O contraste entre passado e presente transformou Ventura em um verdadeiro tesouro esquecido, perfeito para quem ama história, turismo cultural, mistérios e destinos inusitados da Chapada Diamantina.
⭐ Por que a Vila do Ventura é tão fascinante?
- Já foi mais populosa e influente do que Morro do Chapéu
- Era um dos principais centros de extração do carbonato (diamante negro)
- Concentrou riqueza, comércio, festas luxuosas e até rixas políticas
- Possui casarões tombados pelo IPAC e um sítio arqueológico com 3 mil anos de história
- Hoje, vive praticamente isolada mas cheia de histórias extraordinárias
💎 A Era do Diamante Negro: quando Ventura era uma potência
Em 1914, um censo registrou 3 mil moradores vivendo no distrito, impulsionados pela exploração do carbonato, uma pedra extremamente resistente, usada na época para produzir brocas industriais.
Segundo o historiador e morador local Marcos Gonçalves, Ventura era tão próspera que superava Morro do Chapéu em importância econômica, o que gerou tentativas de emancipação e uma rixa histórica entre as localidades.
As ruas tinham nomes curiosos, como “Paz e Amor” e “Rua do Gelo”, onde funcionavam antigos prostíbulos frequentados por garimpeiros enriquecidos, há quem diga que as moças eram francesas, mas isso ainda carece de estudos.
🏛️ Coroas, casarões e o coronel negro da Chapada
Um dos personagens mais surpreendentes associados ao vilarejo é o Coronel Francisco Dias Coelho, considerado um dos raros e talvez o único: coronel negro da Chapada Diamantina no século XIX.
Ex-morador humilde, enriquecido com o garimpo do carbonato, ele:
- comprou a patente de tenente-coronel
- tornou-se intendente (equivalente a prefeito) de Morro do Chapéu em 1911
- e em 1914 foi o principal responsável por barrar a emancipação da própria vila que lhe deu riqueza
Um capítulo irônico e marcante da história de Ventura.
Festas lendárias, riqueza e vida social intensa
Dois recortes históricos do jornal Correio do Sertão mostram o luxo e a vida cultural do vilarejo:
📌 1923 - Festa do Terno de Reis
- Buffet farto
- Festa até o amanhecer
- Moradores identificados como “venturenses”, reforçando o orgulho local
📌 1945 - Fim da Segunda Guerra Mundial
⬇️ O declínio: seca, guerra e isolamento
Segundo o arqueólogo Railson Cotias, responsável por um dos estudos mais completos sobre a vila, o declínio não teve relação com tragédia ou expulsões.
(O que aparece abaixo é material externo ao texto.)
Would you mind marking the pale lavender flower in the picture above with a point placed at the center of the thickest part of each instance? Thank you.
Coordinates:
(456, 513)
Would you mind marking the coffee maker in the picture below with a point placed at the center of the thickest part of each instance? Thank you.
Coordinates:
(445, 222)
O que matou Ventura foi o tempo e a economia do garimpo.
Principais fatores:
- A seca devastadora de 1934
- O impacto da Segunda Guerra Mundial na exportação do carbonato
- O fim da antiga rota que ligava Morro do Chapéu a Salvador
- O isolamento geográfico progressivo
A vila perdeu importância, moradores migraram em massa e Ventura nunca se recuperou.
🚧 Como é Ventura hoje? Uma vila quase intocada pelo tempo
- Apenas 20 moradores
- Acesso por estrada de terra com cancela
- Quando o rio Ventura enche, ninguém entra ou sai
- A energia elétrica só chegou há 11 anos
- Zero violência
- Casarões e fachadas tombados pelo IPAC desde 2005
E, como se não bastasse, a vila ainda guarda um sítio arqueológico com mais de 3 mil anos, com pinturas rupestres intactas, uma verdadeira cápsula do tempo em meio à Chapada Diamantina.
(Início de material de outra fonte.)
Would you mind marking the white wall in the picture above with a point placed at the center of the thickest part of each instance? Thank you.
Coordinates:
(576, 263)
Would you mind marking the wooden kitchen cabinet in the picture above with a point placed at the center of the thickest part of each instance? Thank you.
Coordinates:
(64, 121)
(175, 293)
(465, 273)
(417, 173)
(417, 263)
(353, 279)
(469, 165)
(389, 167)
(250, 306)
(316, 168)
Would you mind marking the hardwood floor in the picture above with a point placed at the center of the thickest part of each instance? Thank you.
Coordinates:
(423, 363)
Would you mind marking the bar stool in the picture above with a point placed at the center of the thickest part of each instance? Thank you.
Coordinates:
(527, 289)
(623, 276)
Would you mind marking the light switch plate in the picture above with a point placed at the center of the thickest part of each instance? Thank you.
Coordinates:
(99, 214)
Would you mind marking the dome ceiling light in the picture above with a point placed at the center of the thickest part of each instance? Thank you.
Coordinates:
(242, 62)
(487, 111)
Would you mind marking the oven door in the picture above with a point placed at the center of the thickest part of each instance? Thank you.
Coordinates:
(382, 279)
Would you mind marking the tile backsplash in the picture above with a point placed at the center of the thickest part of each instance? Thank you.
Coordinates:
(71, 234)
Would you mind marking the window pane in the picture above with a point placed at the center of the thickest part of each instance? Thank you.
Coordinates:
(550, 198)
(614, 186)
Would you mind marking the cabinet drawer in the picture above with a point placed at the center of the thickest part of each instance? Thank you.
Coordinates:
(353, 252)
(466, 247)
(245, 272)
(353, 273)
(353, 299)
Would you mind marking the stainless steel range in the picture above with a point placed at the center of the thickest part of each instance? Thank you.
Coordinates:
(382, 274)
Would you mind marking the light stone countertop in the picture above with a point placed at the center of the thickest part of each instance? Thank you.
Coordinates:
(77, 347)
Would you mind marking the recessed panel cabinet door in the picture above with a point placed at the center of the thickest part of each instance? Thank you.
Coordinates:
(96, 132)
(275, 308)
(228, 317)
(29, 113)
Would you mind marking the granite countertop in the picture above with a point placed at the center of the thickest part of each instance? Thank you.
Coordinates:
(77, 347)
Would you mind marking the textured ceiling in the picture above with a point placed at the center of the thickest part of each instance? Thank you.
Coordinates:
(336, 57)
🏞️ Um vilarejo que já brilhou no passado e ainda brilha no presente
A Vila do Ventura é um destino perfeito para:
- amantes de história
- exploradores da Chapada Diamantina
- viajantes que buscam locais pouco conhecidos
- pesquisadores
- turistas que querem vivenciar silêncio, natureza e patrimônio preservado
Apesar de pequena, Ventura tem um passado grandioso e um futuro que ainda está sendo escrito.